Another death warrant was given later that same year, re-scheduling Gutierrez's execution date as October 30, 2019. However, on October 11, 2019, 19 days before the tentative execution date, a clerical error resulted in a stay of execution.

The stay order was eventually overturned in February 2020 after the Texas Court of Criminal Appeals rejected another appeal from Gutierrez for post-conviction DNA testing to prove his claims of innocence.

===2020===
Shortly after his failed bid for a post-conviction DNA test in February 2020, Gutierrez's execution was once again scheduled to be carried out on June 16, 2020.

Gutierrez's appeal was heard on June 9, 2020, and a stay of execution was granted to Gutierrez after a federal judge found there was merit in Gutierrez's grounds of appeal when he sought time to undergo post-conviction DNA testing to prove his arguments of innocence. Gutierrez also earlier sought to postpone his execution due to disruptions caused by the COVID-19 pandemic.

However, on June 13, 2020, three days after the order was released, it was vacated by the 5th U.S. Circuit Court of Appeals and the scheduled execution of Gutierrez would move forward again.

Ultimately, on June 16, 2020, an hour before Gutierrez was supposed to be executed, his execution was put on hold due to an appeal that challenged a new policy of banning chaplains of any religion from accompanying the convict in an execution chamber.

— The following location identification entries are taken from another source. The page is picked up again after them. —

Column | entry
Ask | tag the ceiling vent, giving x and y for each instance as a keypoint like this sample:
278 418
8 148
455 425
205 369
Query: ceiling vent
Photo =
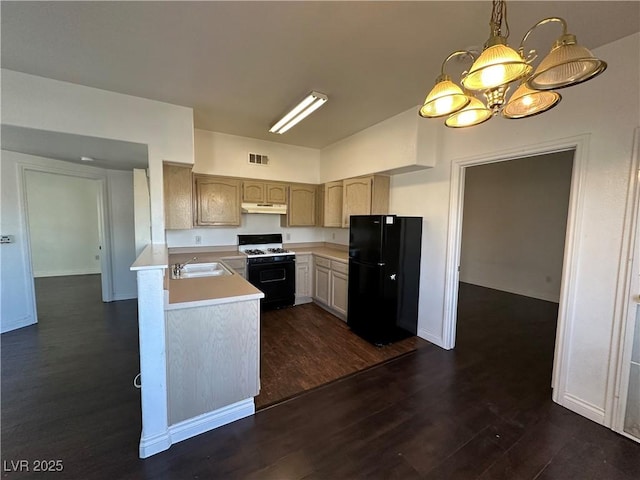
257 159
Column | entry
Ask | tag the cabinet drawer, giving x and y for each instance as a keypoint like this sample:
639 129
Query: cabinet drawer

A further review was ordered in January 2021 to assess Gutierrez's case; U.S. District Judge Hilda G. Tagle further ruled in favour of Gutierrez and stated he should be entitled to post-conviction DNA testing in March 2021.

===2021===
In June 2021, Gutierrez's execution date was scheduled for the fifth time, and he was set to be executed on October 27, 2021.

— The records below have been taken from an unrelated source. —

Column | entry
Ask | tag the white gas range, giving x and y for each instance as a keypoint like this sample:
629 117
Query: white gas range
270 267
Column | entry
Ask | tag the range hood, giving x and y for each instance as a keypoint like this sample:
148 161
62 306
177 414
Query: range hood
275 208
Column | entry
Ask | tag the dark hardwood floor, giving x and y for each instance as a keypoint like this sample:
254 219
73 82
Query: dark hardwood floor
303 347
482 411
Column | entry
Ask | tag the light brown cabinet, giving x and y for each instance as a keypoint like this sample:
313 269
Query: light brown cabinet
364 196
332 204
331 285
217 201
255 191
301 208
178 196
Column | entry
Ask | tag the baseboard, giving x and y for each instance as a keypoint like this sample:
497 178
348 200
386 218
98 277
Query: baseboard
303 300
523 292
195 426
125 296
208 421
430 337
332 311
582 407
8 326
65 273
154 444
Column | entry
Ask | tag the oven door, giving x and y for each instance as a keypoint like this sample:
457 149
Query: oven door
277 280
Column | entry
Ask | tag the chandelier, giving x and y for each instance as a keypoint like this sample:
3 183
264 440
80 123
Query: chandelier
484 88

On September 16, 2021, the execution was delayed once again, as Gutierrez appealed on the grounds that the state breached his right to religious freedom by not permitting his spiritual adviser to lay hands on him at the time of his execution.

===2024===
Three years after the last postponement of Gutierrez's execution, a fresh death warrant was issued for the sixth time for Gutierrez on April 16, 2024, scheduling his execution to take place on July 17, 2024. After this, Gutierrez appealed once more to seek a stay of execution, stating that he should be given a DNA testing to prove his innocence. His lawyers argued that the multiple specimens of evidence, including the nail scrapings extracted from Harrison, a loose hair wrapped around one of her fingers and various blood samples from the interior of her house, were untested and it might be crucial to ascertain whether he was innocent of the crime.

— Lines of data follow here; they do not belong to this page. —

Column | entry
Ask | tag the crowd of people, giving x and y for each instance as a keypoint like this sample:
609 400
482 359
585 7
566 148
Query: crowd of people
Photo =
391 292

On July 17, 2024, about 20 minutes before the scheduled timing of Gutierrez's execution, the U.S. Supreme Court granted Gutierrez a stay of execution to allow him more time to argue about the validity of his conviction and his request for DNA testing to corroborate his arguments of innocence.

Legal experts noted that with reference to Gutierrez's case, it was an unusual outcome since the U.S. Supreme Court rarely granted a stay of execution at the 11th hour before a death sentence was set to be carried out. In response to the stay of execution, the victim's nephew Alex Hernandez was devastated at the turn of events as he desperately wanted closure and the postponement of Gutierrez's execution prolonged his sadness and pain of losing his aunt to someone she befriended.

On October 4, 2024, the U.S. Supreme Court had scheduled a hearing to review the case of Gutierrez. The prosecution had responded to the motion that Gutierrez's request for DNA tests was a tactical ploy to delay his execution and delay tactic and pointed out that there were other pieces of evidence to substantiate Gutierrez's conviction, including his admission to the planning of the robbery and his presence at the time of the murder.

On February 24, 2025, the U.S. Supreme Court heard the appeal of Gutierrez, although the judges were divided in their thoughts over the need for Gutierrez to undergo DNA testing to prove his claims of innocence. On June 26, the Supreme Court granted Gutierrez's appeal allowing him to seek further DNA testing.